Usher, Sheryl Crow and Cyndi Lauper Join Musicians Telling Politicians: Stop Using Our Songs
Hardly any election cycle is without a politician coming under fire for the unauthorized use of music from a band or artist at campaign events, and the 2016 White House race is no different.
On Sunday's Last Week Tonight, John Oliver assembled a slew of musicians, including Sheryl Crow, Heart, Michael Bolton, Usher, Cyndi Lauper, and others to sing a ballad called "Don’t Use Our Song."
"This happens every single election, and it is time for musicians to come together and take a stand," Oliver said.
In the video, Usher said: “Don’t use our song – that is licensing, you gotta call our publisher – okay?!”
Ann Wilson of Heart sang: “You always take our music outta context anyway.”
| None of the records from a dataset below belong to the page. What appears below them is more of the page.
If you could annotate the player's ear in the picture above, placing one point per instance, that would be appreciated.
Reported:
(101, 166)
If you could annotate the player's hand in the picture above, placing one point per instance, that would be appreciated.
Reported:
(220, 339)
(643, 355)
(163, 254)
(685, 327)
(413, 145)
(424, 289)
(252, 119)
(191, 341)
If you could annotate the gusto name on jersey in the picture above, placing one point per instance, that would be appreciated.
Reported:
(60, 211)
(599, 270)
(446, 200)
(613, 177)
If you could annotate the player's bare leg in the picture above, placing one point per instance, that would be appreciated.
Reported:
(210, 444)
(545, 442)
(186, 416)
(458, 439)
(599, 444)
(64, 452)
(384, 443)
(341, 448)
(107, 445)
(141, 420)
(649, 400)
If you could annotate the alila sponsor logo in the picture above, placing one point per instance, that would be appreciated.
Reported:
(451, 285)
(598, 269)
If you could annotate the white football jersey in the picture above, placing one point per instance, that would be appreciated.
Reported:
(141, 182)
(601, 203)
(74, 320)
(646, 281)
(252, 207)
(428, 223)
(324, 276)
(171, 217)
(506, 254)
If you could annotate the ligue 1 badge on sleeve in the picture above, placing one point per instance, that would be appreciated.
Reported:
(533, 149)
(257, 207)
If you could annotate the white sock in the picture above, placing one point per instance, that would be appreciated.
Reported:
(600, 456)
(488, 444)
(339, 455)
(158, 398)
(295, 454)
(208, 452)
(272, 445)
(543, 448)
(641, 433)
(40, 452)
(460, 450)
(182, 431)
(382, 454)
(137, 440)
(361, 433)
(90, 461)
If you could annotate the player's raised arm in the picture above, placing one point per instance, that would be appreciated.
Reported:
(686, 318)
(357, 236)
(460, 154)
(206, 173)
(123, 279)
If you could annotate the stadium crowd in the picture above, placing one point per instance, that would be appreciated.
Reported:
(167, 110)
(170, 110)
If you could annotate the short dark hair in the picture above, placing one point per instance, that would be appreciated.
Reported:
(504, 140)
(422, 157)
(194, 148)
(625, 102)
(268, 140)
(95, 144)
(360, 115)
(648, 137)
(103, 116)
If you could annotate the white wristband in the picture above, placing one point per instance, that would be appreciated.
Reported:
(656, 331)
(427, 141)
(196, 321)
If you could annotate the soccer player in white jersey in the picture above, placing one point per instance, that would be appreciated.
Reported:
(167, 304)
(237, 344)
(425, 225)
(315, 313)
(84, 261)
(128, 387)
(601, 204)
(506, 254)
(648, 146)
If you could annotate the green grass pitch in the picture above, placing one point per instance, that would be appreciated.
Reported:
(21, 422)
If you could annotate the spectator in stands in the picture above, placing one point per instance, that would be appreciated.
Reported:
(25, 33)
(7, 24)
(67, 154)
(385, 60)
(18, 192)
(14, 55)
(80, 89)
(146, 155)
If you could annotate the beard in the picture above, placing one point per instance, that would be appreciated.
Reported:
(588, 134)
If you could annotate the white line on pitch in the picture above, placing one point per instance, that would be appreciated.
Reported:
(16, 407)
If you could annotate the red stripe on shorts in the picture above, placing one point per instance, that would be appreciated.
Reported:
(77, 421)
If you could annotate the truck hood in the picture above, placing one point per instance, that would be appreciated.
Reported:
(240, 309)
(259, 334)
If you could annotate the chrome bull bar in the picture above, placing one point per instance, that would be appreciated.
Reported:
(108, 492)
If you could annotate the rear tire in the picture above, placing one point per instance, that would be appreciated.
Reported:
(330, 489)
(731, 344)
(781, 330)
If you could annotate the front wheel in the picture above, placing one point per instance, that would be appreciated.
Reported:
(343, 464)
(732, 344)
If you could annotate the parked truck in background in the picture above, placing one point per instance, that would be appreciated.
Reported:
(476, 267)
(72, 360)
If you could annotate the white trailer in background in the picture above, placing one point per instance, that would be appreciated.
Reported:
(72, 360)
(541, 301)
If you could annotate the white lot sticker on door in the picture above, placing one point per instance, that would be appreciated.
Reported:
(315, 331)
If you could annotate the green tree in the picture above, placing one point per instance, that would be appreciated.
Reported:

The video comes in the wake of The Rolling Stones, George Harrison's estate and Queen telling Donald Trump and the Republican Party to stop using their music after it was heard at the RNC.
Trump walked on stage Monday to Queen’s “We Are the Champions.” On the following day, the official Queen Twitter account tweeted that the use of the song was “unauthorized.”
An unauthorised use at the Republican Convention against our wishes - Queen— Queen (@QueenWillRock) July 19, 2016
During the RNC, The Beatles’ classic “Here Comes the Sun” was played, sparking the ire of late Fab Four member George Harrison's estate, which tweeted:
If it had been Beware of Darkness, then we MAY have approved it! #TrumpYourself— George Harrison (@GeorgeHarrison) July 22, 2016
Earlier this year, The Rolling Stones asked for Trump to stop using “You Can’t Always Get What You Want” at rallies, yet, after the GOP candidate’s speech on Thursday, the song was played again.
On Friday, the band took to Twitter to release a statement: "The Rolling Stones do not endorse Donald Trump. You Can’t Always Get What You Want was used without the band’s permission."
The tweet, surprisingly, has since been deleted.
Prior to introducing the music video on HBO’s Last Week Tonight, Oliver cited other times politicians have used songs without the approval of artists.
His examples included Cyndi Lauper slamming the DNC after they used her song “True Colors” at the 2012 convention.
Most famously, in the 80s when President Ronald Reagan used Bruce Springsteen’s “Born in the USA,” The Boss asked the Republican presidential candidate to stop using the song because despite its thunderous riffs, it wasn’t written as a patriotic tune.